We released tens-city v0.8.0 this week. It's a minimal blog platform with full ActivityPub federation support. You can follow this blog from Mastodon at @myork@blog.stackdump.com.
Most blog platforms grow into content management systems. They accumulate features: admin panels, user management, plugin systems, database migrations. We went the other direction.
The entire stack:
| Component | Purpose |
|---|---|
| Markdown files | Content with YAML frontmatter |
| Go binary | Renders markdown, handles HTTP, signs ActivityPub requests |
| JSON files | Followers, published posts, RSA keys |
| nginx | TLS termination, reverse proxy |
That's it. No database server. No background job queue. No cache layer. The webserver reads markdown files from disk and renders them on demand.
The interesting part of this release is ActivityPub support. We can now federate with Mastodon, Misskey, Pleroma, and any other ActivityPub-compatible platform.
Discovery: When someone searches for @myork@blog.stackdump.com on Mastodon, their server queries our WebFinger endpoint (/.well-known/webfinger) to find the actor URL. Then it fetches the actor profile to get the inbox, outbox, and public key.
Following: When a user clicks "Follow", their server sends a signed Follow activity to our inbox. We verify the HTTP signature, store the follower URL, and send back an Accept activity.
Publishing: When we publish a new post, we wrap it in a Create activity with an Article object and POST it to each follower's inbox. The request is signed with our RSA private key so their server can verify it came from us.
Every ActivityPub request between servers is signed. This prevents spoofing—a malicious server can't pretend to be us because they don't have our private key.
Signature: keyId="https://blog.stackdump.com/users/myork#main-key",
algorithm="rsa-sha256",
headers="(request-target) host date digest",
signature="base64..."
The receiving server fetches our public key from our actor profile and verifies the signature matches the request body.
Where does the follower list go? Where do we track which posts have been federated? Most platforms would reach for PostgreSQL here. We use JSON files.
// followers.json
[
"https://mastodon.social/users/someone",
"https://hachyderm.io/users/another"
]
// published.json
[
"https://blog.stackdump.com/posts/tic-tac-toe-model",
"https://blog.stackdump.com/posts/token-language"
]
This scales to thousands of followers and hundreds of posts with no performance issues. JSON parsing is fast. File reads are fast. We don't need transactions or complex queries—just append to a list and write it back.

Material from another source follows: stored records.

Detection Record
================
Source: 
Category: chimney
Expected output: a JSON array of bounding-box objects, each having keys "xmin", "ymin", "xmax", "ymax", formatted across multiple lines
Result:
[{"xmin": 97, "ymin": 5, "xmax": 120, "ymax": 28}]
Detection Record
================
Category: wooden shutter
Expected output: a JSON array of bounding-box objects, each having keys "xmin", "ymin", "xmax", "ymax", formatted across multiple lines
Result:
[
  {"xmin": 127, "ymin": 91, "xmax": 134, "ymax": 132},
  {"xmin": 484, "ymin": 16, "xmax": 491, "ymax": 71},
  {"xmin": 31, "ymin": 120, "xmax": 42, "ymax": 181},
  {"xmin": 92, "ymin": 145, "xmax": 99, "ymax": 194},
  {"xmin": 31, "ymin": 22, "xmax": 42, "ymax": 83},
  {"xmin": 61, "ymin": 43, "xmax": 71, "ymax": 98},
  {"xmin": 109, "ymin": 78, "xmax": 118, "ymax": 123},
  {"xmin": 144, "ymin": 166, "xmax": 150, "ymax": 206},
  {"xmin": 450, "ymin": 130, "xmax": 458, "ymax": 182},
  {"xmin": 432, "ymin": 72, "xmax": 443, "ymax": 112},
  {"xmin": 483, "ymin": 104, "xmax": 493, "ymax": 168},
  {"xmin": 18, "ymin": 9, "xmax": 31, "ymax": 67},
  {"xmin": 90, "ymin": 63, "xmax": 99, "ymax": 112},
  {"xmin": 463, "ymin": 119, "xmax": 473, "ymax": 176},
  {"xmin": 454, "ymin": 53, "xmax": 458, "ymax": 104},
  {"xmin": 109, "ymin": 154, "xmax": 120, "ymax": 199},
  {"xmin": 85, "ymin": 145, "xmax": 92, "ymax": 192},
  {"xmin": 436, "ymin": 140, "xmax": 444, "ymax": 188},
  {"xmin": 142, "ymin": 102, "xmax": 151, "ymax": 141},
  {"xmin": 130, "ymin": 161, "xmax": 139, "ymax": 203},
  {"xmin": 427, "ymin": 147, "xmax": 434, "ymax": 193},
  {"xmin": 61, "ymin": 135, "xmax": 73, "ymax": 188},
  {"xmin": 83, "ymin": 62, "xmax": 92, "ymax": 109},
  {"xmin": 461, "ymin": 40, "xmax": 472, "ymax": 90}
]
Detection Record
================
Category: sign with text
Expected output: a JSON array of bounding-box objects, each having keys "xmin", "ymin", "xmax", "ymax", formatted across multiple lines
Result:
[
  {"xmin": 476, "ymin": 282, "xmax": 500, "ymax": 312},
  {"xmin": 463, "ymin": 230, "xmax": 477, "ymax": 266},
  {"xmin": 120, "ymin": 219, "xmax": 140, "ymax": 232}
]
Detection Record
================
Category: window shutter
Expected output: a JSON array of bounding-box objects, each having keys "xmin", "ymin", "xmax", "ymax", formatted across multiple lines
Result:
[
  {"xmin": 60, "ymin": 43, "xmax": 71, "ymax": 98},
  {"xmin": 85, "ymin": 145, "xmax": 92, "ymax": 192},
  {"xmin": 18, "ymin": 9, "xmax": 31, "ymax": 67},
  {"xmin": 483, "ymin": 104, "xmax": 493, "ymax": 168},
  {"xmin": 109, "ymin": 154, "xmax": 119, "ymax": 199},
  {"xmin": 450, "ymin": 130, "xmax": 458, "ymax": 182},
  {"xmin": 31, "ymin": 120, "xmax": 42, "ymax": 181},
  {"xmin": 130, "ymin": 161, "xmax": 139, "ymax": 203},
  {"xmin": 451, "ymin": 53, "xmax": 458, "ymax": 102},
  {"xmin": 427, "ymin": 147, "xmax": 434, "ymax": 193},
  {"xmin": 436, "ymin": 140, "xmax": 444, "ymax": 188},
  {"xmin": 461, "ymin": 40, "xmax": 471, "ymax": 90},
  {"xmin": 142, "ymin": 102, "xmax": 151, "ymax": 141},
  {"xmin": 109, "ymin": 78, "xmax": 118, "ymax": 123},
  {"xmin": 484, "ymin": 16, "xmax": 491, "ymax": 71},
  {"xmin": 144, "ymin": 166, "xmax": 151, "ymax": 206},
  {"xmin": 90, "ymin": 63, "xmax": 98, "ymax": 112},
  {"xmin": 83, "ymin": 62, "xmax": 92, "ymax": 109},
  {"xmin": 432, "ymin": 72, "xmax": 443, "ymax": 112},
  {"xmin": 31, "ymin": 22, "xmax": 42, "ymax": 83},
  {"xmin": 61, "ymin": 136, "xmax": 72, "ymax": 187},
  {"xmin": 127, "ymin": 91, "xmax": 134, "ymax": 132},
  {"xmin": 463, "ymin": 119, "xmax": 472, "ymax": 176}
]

The tradeoff: we can't efficiently query "who followed after date X" or "which posts got the most boosts". We don't need those features for a personal blog.
Publishing a post is one command:
./publish.sh "Add new blog post"
This script:
/publish to federate new postsThe federation step is idempotent—it checks published.json and only sends posts that haven't been sent before. We can run it repeatedly without spamming followers.
The interesting design decisions are what we left out:
No admin panel: Edit markdown files directly. Use git for version control.
No media uploads: Put images in content/images/ and commit them.
No comments: The fediverse is the comment system. Reply to a post on Mastodon.
No analytics: We don't track readers. If we wanted analytics, we'd add a lightweight script.
No scheduled posts: Write when ready, publish when ready.
No themes: The HTML/CSS is in the Go binary. Fork and modify if needed.
Each missing feature is a maintenance burden we don't carry.
# Clone and build
git clone https://github.com/stackdump/tens-city
cd tens-city && make build
# Configure ActivityPub
export ACTIVITYPUB_DOMAIN=blog.example.com
export ACTIVITYPUB_USERNAME=author
export ACTIVITYPUB_PUBLISH_TOKEN=$(openssl rand -base64 32)
# Start server
./webserver -addr :8080 -content content/posts
Add markdown files to content/posts/, put nginx in front with TLS, and you have a federated blog.
The name "tens city" evokes tent cities—minimal structures, easily moved, no bureaucracy. The software embodies this: a single binary, files on disk, no dependencies beyond the operating system.
We could add features. User accounts, comment moderation, post scheduling, theme customization. Each feature makes the system harder to understand, harder to maintain, harder to trust.
Instead, we keep it small. The entire ActivityPub implementation is ~500 lines of Go. We can read it, understand it, debug it. When something breaks, we know where to look.
Small models beat large models. This applies to software too.